Back to Quickwit

Split format

docs/internals/split-format.md

0.8.21.4 KB
Original Source

Split format

Quickwit's index are divided into small independent immutable piece of index called split.

For convenience, a split consists in a single file, with the extension .split.

In reality, this file hides an internal mini static filesystem, with:

  • the Tantivy index files (.idx, .pos, .term...)
  • a Quickwit specific file with the list of fields, including those indexed as part of a JSON type. It contains the field name, type and capabilities.

The split file data layout looks like this:

  • concatenation all of the files in the split
  • a footer

The footer follows the following format.

  • a json object called BundleStorageFileOffsets containing the [start, end) byte-offsets of all files.
  • the length of this json (8 bytes little endian)
  • a hotcache, a small static cache that contains some important file sections.
  • the length of this hotcache (8 bytes little endian)

This footer plays a key role a very important role in quickwit.

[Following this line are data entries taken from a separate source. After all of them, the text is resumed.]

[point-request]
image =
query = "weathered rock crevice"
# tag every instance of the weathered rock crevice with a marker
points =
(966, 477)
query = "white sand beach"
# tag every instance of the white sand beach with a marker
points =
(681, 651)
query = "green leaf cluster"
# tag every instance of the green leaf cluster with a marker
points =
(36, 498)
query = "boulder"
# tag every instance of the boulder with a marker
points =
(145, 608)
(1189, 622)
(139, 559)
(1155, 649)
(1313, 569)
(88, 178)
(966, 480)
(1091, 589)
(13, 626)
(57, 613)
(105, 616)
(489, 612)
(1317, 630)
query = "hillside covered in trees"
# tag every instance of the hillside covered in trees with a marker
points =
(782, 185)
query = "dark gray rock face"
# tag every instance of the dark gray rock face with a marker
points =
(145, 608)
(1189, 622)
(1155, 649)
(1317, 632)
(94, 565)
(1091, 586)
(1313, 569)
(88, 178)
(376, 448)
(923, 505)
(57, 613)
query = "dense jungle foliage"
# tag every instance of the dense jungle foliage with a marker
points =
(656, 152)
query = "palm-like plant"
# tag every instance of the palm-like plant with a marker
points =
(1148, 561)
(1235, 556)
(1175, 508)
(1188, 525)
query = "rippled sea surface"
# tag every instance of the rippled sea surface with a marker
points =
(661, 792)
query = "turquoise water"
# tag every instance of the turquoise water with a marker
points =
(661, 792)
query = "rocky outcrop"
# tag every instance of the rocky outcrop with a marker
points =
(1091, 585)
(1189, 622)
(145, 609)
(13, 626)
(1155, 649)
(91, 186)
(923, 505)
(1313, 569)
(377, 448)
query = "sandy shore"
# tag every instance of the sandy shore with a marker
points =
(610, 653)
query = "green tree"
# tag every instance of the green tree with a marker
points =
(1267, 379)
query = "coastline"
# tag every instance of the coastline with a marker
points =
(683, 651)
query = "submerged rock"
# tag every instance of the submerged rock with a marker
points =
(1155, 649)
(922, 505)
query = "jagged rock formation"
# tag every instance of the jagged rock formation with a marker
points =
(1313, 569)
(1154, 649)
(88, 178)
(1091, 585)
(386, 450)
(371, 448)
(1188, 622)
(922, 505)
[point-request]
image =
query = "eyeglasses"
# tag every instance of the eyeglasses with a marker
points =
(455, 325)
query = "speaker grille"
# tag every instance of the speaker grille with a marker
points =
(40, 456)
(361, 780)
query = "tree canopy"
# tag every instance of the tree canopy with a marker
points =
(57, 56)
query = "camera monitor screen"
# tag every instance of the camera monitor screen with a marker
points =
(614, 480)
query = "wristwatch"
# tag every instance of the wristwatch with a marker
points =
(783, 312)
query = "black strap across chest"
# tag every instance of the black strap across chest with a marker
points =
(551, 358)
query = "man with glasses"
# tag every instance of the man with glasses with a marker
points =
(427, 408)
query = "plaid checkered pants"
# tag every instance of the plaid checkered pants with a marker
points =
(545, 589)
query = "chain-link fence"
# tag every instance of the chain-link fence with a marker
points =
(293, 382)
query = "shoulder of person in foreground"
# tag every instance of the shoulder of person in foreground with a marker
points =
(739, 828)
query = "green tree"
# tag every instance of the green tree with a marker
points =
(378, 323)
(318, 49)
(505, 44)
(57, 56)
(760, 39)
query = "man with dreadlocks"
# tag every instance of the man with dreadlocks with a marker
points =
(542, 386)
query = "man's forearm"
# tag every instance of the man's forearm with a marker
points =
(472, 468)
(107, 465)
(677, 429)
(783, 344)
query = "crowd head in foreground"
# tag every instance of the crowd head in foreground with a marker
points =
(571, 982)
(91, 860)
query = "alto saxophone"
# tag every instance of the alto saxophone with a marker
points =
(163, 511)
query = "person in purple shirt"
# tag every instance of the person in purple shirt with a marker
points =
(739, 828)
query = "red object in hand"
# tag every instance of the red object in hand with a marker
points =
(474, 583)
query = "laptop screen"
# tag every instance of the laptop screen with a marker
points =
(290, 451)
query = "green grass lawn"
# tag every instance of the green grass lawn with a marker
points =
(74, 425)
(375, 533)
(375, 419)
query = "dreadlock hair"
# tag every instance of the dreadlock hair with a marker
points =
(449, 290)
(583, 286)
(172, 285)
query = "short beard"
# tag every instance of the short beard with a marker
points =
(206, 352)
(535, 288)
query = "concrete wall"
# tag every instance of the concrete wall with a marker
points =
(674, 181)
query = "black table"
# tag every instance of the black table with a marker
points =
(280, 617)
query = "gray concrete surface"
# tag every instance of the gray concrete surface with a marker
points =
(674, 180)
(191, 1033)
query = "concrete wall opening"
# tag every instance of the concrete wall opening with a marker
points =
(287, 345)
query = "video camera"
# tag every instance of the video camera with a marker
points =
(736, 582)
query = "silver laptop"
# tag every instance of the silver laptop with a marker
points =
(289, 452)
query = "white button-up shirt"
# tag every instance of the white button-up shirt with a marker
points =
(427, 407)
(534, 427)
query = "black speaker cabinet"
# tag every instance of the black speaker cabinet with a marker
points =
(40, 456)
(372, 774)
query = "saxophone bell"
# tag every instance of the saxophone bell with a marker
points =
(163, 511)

It packs in one read all of the information required to open a split.

When opening a file from a distant storage, Quickwit's metastore stores the byte offsets of this footer to make this read possible.

If this footer offset information is not available, for instance if the split is just a file on the filesystem, it is still possible to open it by reading the last 8 bytes of the split (encoding the length of the hotcache), deducing the position of the meta information and unpacking this in turn.